Thanks to the brave efforts of government leaders and community activists like the women that I was privileged to know, the people of Northern Ireland, with the strong support of the Government of Ireland and the Government of Great Britain, reached a peace agreement, the Good Friday Agreement, that has delivered more than a decade of calm and progress.

Now, in recent days, a handful of rejectionists have tried to drag the people of Northern Ireland back into a full cycle of violence and retaliation. The recent attacks which killed two British soldiers and a police officer are an affront to the values of every community, every ethnicity, every religion, and every nation that seeks peace. I want to commend the entire leadership of Northern Ireland as well as the Irish and British governments for their constructive statements and their strong resolve in the face of this attack.

I hope that the recent arrests will bring an end to these tragic events and allow the people of Northern Ireland to continue to move forward not only with the important work of reconciliation, but with prosperity and progress that will redound to the benefit of all. The success of the peace process has consequences that go far beyond Northern Ireland. It provides proof to people everywhere that negotiations, dialogue, reconciliation, diplomacy can end conflicts that have tormented generations. The United States stand with the people of Northern Ireland. We will not let criminals destroy the gains that have been achieved through great courage and sacrifice.

Now, this issue is, of course, only a small facet of our relationship with Ireland. Whether it is supporting the Middle East peace process; strengthening democratic institutions in Pakistan, Afghanistan, the Western Balkans; promoting human rights; finding solutions to the global financial crisis and climate change; working together on development, we know Ireland is and will remain a strong and steady partner and leader. We share responsibilities, a common agenda, and a proud history.

So Minister Martin, I am grateful for your friendship and for the friendship that you represent on behalf of your country, and I look forward to working with you as we address these and other challenges.

FOREIGN MINISTER MARTIN: Thank you very much indeed, Secretary of State, and may I say that it’s a particular pleasure for me and indeed a privilege to be here with you and to have the opportunity to have our first bilateral meeting here in Washington.

I think you will agree that our meeting was substantive, it was productive, and very fruitful.
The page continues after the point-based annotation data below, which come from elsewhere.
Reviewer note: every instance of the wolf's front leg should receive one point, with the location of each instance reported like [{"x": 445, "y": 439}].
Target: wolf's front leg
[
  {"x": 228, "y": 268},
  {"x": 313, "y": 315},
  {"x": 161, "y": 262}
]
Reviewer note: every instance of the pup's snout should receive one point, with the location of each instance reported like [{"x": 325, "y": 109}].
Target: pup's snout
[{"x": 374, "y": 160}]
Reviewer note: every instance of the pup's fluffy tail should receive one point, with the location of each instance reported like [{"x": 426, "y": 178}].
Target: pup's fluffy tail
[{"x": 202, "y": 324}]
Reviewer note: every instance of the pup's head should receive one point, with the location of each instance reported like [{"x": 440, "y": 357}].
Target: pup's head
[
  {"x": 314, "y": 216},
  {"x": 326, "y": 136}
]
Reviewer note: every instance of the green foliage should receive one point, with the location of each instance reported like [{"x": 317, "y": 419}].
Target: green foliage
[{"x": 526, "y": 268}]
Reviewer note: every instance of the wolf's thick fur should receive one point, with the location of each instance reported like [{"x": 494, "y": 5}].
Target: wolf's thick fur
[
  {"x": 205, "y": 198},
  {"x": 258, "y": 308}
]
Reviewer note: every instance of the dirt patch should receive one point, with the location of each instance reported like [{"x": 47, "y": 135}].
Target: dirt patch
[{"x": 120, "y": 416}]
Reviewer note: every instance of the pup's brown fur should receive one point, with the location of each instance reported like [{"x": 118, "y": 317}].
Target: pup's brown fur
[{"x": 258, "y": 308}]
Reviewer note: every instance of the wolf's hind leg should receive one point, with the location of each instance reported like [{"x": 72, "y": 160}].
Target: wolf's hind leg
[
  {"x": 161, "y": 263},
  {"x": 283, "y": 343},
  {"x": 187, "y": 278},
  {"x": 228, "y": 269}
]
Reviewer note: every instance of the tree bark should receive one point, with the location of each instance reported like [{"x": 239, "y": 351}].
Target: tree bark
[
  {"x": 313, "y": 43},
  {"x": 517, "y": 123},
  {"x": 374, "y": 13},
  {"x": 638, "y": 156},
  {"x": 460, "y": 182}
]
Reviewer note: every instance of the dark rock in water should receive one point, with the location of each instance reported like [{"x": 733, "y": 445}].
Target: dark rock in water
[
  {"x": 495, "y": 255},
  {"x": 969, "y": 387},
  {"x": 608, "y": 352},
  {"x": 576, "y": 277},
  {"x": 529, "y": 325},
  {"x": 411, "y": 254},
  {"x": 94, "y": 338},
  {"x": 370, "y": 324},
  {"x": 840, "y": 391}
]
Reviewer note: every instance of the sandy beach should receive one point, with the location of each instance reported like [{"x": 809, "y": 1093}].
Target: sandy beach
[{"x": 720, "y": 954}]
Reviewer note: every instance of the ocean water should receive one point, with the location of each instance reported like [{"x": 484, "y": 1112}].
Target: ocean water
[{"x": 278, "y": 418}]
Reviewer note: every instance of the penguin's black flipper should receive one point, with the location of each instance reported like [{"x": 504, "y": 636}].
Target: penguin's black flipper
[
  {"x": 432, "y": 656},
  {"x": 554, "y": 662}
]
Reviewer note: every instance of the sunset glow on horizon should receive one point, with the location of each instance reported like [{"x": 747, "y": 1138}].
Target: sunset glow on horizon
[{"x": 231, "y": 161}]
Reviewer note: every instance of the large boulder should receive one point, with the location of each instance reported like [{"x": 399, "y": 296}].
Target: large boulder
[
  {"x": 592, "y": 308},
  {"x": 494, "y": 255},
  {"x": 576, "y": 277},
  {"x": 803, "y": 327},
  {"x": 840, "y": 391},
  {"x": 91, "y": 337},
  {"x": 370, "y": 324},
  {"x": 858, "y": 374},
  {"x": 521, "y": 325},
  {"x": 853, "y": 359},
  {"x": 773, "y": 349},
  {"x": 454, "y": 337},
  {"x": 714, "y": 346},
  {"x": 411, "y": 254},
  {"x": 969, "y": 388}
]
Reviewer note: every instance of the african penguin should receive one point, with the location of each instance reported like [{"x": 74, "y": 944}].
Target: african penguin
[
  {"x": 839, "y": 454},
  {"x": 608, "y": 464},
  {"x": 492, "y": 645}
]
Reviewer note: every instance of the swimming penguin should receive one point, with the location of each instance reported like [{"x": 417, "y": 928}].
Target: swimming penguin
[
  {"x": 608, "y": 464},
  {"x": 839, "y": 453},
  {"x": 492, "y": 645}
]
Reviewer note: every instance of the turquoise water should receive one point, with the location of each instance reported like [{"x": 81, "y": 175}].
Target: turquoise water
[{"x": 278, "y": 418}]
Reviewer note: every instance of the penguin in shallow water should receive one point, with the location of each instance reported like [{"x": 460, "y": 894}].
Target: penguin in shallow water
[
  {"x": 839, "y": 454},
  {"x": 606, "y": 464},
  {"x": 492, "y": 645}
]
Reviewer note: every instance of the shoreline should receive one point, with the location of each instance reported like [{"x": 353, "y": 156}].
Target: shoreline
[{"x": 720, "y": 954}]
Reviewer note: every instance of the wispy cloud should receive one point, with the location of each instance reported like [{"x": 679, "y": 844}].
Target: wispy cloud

And indeed, I, of course, congratulated Secretary of State Clinton on her recent appointment and, of course, said all of us in Ireland look forward to working with you in the months and indeed in the years ahead.

It is especially appropriate that the meeting should take place on the eve of St. Patrick’s Day, when Ireland again has been honored so warmly here in Washington. And indeed there’s a special bond of friendship between Ireland and the United States, and again this is reflected, I think, in the very generous way in which St. Patrick’s Day has been celebrated here today and tomorrow in Washington and indeed across the United States itself.

Secretary Clinton has been an extraordinary friend of Ireland and continues to be. For many years you’ve played a key role in our peace process, as you’ve just articulated, and you’ve been a frequent visitor to Ireland over the years. Your engagement at a political and civic level, particularly in terms of developing political awareness among women’s groups in Northern Ireland, was particularly important and earned you the greatest respect on the island of Ireland and indeed amongst our Irish American community here in the United States. And of course, we look forward very much indeed to welcoming you to Ireland for an official visit at an early opportunity.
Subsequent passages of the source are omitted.